The possession and display of artefacts from foreign lands by ethnographic institutions such as the British Museum is the subject of a complicated, loaded and ever-fraught debate. As this is not the mandate of the book, MacGregor has managed to tiptoe around it by using these assorted voices. Concentrating his attentions on the objects themselves, while being inclusive of as much of the diversity that currently comprises the human race, he allays racial, political and religious sensitivities, while adding a modern counterpoint to the purely historical.

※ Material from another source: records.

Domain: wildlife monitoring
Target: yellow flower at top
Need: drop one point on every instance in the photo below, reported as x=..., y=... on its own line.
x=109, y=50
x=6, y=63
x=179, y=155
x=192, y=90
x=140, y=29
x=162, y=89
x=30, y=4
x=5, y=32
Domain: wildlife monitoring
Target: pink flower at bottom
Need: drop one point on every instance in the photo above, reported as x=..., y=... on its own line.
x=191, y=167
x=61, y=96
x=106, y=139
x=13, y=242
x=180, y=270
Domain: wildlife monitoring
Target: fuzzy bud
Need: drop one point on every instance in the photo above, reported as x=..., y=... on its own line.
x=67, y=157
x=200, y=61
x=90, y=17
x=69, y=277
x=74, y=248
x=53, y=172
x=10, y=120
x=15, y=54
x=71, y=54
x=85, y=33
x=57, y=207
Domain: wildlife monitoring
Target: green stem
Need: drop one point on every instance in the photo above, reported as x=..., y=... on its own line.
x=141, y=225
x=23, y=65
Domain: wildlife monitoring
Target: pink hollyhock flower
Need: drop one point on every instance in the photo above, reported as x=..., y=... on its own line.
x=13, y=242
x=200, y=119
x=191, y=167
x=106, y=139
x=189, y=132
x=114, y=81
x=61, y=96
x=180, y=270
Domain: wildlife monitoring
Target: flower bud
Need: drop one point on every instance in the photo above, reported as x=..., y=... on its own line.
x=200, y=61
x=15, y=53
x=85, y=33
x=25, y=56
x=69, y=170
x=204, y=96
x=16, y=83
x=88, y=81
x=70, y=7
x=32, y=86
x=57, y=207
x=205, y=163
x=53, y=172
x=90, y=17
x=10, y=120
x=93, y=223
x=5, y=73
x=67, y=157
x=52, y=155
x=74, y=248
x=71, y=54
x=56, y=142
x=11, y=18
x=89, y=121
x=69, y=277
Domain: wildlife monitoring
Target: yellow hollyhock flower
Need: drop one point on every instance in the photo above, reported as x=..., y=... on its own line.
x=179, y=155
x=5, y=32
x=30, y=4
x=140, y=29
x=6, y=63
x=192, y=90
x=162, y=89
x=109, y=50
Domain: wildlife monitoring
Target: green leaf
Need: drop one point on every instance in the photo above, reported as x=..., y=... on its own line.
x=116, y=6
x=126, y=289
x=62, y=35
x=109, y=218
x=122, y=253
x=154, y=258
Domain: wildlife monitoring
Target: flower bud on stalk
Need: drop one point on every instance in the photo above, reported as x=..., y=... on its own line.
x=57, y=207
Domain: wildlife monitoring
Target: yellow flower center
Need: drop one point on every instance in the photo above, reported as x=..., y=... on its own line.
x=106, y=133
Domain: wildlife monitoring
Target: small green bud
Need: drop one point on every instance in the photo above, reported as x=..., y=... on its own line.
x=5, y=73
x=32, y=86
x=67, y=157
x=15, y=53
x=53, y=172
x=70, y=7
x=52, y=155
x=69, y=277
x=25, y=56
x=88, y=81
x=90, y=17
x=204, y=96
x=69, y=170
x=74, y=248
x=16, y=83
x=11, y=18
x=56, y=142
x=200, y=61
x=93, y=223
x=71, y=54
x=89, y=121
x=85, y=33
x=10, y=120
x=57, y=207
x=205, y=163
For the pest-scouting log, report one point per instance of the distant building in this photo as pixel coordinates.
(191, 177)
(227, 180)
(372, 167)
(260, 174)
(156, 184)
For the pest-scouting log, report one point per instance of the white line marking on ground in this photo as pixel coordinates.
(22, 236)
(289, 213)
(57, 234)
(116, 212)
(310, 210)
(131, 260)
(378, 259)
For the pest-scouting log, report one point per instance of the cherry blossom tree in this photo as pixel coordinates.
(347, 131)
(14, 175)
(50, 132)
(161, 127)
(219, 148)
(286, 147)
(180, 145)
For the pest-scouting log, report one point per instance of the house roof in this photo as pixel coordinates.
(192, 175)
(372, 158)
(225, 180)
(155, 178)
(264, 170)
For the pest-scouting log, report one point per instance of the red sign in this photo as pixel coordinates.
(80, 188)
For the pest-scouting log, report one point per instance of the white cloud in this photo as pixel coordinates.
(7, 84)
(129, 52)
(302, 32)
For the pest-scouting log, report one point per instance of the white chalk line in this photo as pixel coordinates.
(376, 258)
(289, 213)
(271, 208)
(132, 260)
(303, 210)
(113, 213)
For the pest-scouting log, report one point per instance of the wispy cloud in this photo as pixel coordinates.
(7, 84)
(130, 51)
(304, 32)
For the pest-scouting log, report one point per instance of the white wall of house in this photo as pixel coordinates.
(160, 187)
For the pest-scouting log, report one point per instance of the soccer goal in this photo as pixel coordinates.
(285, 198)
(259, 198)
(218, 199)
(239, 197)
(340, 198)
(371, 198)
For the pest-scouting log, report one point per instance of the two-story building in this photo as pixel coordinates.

The book is divided into 20 parts of five objects each, starting with “Making us Human” (2 000 000-9 000BC), to “The World of our Making” (1914-2010AD). Along the way we encounter “Science and Literature”; “Empire Builders”; “World Faiths, Meeting the Gods”; “The Threshold of the Modern World”; “Tolerance and Intolerance”; “Exploration, Exploitation and Enlightenment”; “Mass Production and Mass Persuasion” – to give but a taste.

The oldest object depicted is a tool from the Olduvai Gorge in Tanzania from 1.8-2 million years ago. Yet, the first object MacGregor presents (from the comparatively recent age of around 240BC) is a wooden mummy case from Thebes in Egypt. By doing so he boldly places humans at the centre of his story.

His juxtaposition of things of immense beauty alongside objects with back-stories so alien to our modern sensibilities, is gripping. This story of humankind gives us some insight into what has motivated us: ingenuity, artistry, sex, power, greed, beauty and, most importantly, a universal need to rationalise our existence. These are some of the impulses that MacGregor vividly brings into relief here. But to describe individual objects would be to reduce the wonderful surprise on each page.

l Eedes is a Cape Town oncologist with a passion for history and museums.